Tailoring chemotherapy to specific cancer cells

By Susan Williamson
Tuesday, 03 June, 2003

As part of the Australian Society for Medical Research's (ASMR) Medical Research Week, the Amgen Medical Researcher Award was presented today to Dr Ricky Johnstone from Melbourne's Peter MacCallum Cancer Centre.

Johnstone's work focuses on better understanding how chemotherapy drugs kill cancer cells, how certain cancer cells evade these agents, and developing a more targeted approach to chemotherapy.

"The concept is this," said Johnstone.

"There is this stack of chemotherapeutic drugs out there and still no one really knows how most of them kill a cancer cell. We sort of know that they might target DNA, or they might target microtubules and then 'magic happens' and the cell undergoes apoptosis.

"The key is to understand the exact molecular pathways that are being targeted because then we might know how best to use that drug because we could pre-screen patients and ask 'are the genes essential for those apoptosis pathways intact?' And if they're not intact then we use another drug."

One class of drugs Johnstone is concentratingonis the histone deacetylase (HDac) inhibitors --anew class of drugs just entering preclinical trials.HDac inhibitors have a remarkable selectivity for cancer cells and a very low toxicity against normal cells. They target histones, regulating transcription and altering chromatin structure to induce apoptosis in cancer cells.

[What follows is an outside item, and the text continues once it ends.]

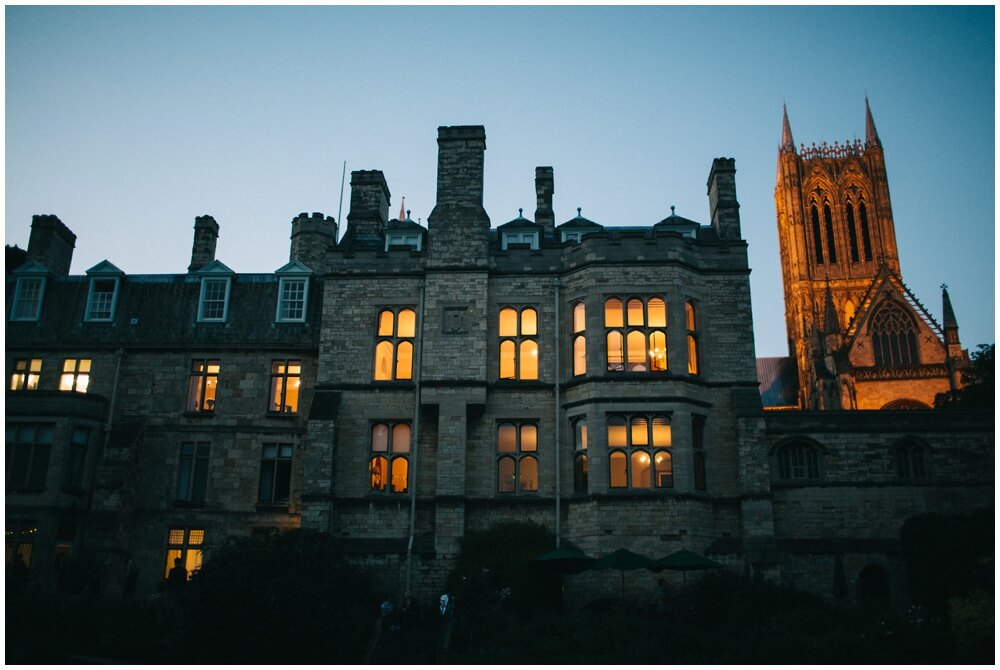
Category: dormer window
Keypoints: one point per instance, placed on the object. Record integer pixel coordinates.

Johnstone is focusing on two HDac inhibitors: Depsi peptide, made by Fugisawa in Japan, and SAHA (suberoylanilide hydroxamic acid), made by Aton Pharmaceuticals in the US (a company basically built on the back of this drug that came out of the Memorial Sloan Kettering Cancer Centre in New York).

Not only does Johnstone work on HDac inhibitors and how they kill, he is also working on understanding what defects can occur in tumour cells that give them resistance to these drugs. For example he has found that if a tumour cell overexpresses BCL2 -- a classic anti-apoptotic protein -- HDac inhibitors will no longer kill the cell.

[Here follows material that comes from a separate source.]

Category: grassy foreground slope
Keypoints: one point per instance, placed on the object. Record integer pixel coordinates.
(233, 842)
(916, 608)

"Putting it simplistically, if you could pre-screen patients those patients that didn't have BCL2 or related genes overexpressed then they would be very good candidates for using these drugs. Whereas if you had a patients who did have overexpressed BCL2 what you would do, in an ideal world, is go to the next shelf and pick a drug that you know can work when BCL2 is over expressed," explained Johnstone.

Because it is an inherent property of cancer cells to become drug resistant -- especially since chemotherapy drugs themselves alter DNA -- it is important to kill the cells with the first treatment. Thus using a more targeted approach,as Johnstone envisions, would increase the chances of killing the cancer cell and reduce the likelihood of drug resistance occurring.

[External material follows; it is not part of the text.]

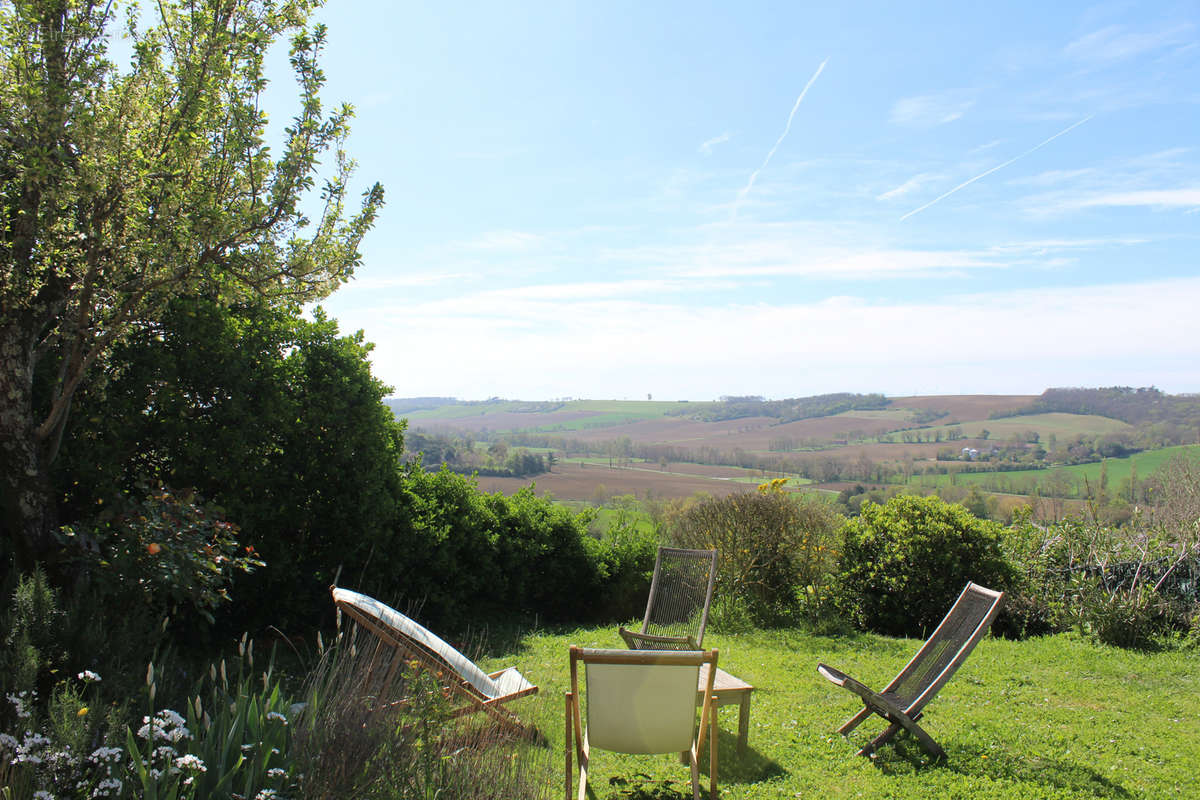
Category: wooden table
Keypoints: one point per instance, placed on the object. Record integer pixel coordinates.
(727, 689)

Johnstone recently had a paper accepted into Cancer Research that compares three different HDac inhibitors and shows they have similarities and differences -- so even though they are all meant to do the same thing they don't.

"This will revolutionise chemotherapy, I'm convinced of that," said Johnstone. Johnstone said he will most likely use the award money to attend an apoptosis conference to be held in New York in September.